For more information on Vitis AI Libraries, refer to Vitis AI Library User Guide (UG1354).
The Vitis AI Library quick start guide and open-source is here.

Vitis AI Runtime¶

The Vitis AI Runtime (VART) is a set of API functions that support the integration of the DPU into software applications. VART provides a unified high-level runtime for both Data Center and Embedded targets. Key features of the Vitis AI Runtime API are:

Asynchronous submission of jobs to the DPU.
Asynchronous collection of jobs from the DPU.
C++ and Python API implementations.
Support for multi-threading and multi-process execution.

For more information on Vitis AI Runtime, refer to the following documentation:

For the Vitis AI Runtime API reference, see VART Programming APIs and Deploying and Running the Model in the Vitis AI User Guide.
A quick-start example to assist you in deploying VART on embedded devices is available here.
The Vitis AI Runtime is also provided as open-source.

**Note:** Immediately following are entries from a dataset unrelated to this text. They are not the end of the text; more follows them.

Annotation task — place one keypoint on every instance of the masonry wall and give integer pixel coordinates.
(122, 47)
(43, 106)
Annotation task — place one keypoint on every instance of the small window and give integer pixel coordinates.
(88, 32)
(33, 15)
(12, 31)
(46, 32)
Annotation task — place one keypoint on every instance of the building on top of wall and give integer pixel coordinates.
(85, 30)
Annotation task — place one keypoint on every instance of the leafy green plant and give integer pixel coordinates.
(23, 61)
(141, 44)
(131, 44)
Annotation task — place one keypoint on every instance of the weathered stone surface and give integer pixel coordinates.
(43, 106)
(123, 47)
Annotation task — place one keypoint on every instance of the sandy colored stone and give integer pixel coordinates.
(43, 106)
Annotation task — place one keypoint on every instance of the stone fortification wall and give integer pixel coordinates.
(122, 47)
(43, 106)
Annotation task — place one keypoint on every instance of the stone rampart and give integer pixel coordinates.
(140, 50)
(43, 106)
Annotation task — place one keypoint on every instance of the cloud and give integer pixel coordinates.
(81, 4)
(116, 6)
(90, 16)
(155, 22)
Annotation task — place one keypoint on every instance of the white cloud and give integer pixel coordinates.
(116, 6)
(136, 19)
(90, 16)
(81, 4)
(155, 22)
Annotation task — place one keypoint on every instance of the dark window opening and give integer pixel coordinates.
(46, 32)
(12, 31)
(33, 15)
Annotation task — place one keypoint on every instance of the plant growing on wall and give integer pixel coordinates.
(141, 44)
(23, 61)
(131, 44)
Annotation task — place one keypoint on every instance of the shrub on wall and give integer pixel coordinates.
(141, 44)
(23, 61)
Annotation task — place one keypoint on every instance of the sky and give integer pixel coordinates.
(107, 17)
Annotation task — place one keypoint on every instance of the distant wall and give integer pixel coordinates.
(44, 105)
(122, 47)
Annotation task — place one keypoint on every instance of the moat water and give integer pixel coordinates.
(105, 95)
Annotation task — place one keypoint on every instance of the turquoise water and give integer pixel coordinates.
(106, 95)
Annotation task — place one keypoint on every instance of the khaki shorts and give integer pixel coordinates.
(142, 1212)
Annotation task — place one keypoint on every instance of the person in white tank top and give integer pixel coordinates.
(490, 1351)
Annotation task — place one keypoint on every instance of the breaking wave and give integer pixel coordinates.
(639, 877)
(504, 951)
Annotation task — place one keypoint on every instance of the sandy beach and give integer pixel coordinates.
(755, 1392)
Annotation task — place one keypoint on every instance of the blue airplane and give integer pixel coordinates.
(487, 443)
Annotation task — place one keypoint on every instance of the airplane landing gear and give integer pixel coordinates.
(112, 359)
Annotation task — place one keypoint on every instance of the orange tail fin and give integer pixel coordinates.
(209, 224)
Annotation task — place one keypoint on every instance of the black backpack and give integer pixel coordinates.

Whole Application Acceleration¶

It is typical in machine learning applications to require some degree of pre-processing, such as illustrated in the following example:

../_images/waa_preprocess.PNG — Simplified CNN Pre-Processing Pipeline¶

In addition, many real-world applications for machine learning do not simply employ a single machine-learning model. It is common to cascade multiple object detection networks as a precursor to a final stage (for example, classification, OCR). Throughout this pipeline, the metadata must be time-stamped or attached to the buffer address of the associated frame. Pixels bounded by ROI (Region-of-Interest) predictions are cropped from the associated frame. Each of these cropped sub-frame images is then scaled such that the X/Y dimensions of the crop match the input layer dimensions of the downstream network. Some pipelines, such as ReID, will localize, crop, and scale ten or more ROIs from every frame. Each of these crops may require a different scaling factor to match the input dimensions of the downstream model in the pipeline. An example:

../_images/waa_cascade.PNG — Typical Cascaded CNN Pre-Processing Pipeline¶

These pre-, intermediate, and post-processing operations can significantly impact the overall efficiency of the end-to-end application. This makes “Whole Application Acceleration” or WAA a very important aspect of AMD machine learning solutions. All developers leveraging AMD adaptable devices for high-performance machine learning applications should learn and understand the benefits of WAA. An excellent starting point for this can be found here.

Explore the relevance and capabilities of AMD Vitis Video Analytics (VVAS) SDK, which, while not part of Vitis AI, offers many important features for developing end-to-end video analytics pipelines that employ multi-stage (cascaded) AI pipelines. VVAS also applies to designs that leverage video decoding, transcoding, RTSP streaming, and CMOS sensor interfaces. Another important differentiator of VVAS is that it directly enables software developers to leverage GStreamer commands to interact with the video pipeline.

Vitis AI Profiler¶

The Vitis AI Profiler is a set of tools that enables you to profile and visualize AI applications based on VART. The Vitis AI Profiler is easy to use as it can be enabled post-deployment and requires no code changes. Specifically, the Vitis AI Profiler supports profiling and visualization of machine learning pipelines deployed on Embedded targets with the Vitis AI Runtime. In a typical machine learning pipeline we find neural network operations that can be accelerated on the DPU, as well as functions such as pre-processing or custom operators that are not supported by the DPU. These additional functions may be implemented as a C/C++ kernel or accelerated using Whole-Application Acceleration or customized RTL. Using the Vitis AI Profiler is critical for developers to optimize the entire inference pipeline iteratively. The Vitis AI Profiler lets the developer visualize and analyze the system and graph-level performance bottlenecks.

The Vitis AI Profiler is a component of the Vitis AI toolchain installed in the VAI Docker. The Source code is not provided.

For more information on Vitis AI Profiler see the Profiling the Model section in the Vitis AI User Guide.
Examples and additional detail for the Vitis AI Profiler can be found here.
A tutorial that provides additional insights on the capabilities of the Vitis AI Profiler is available here.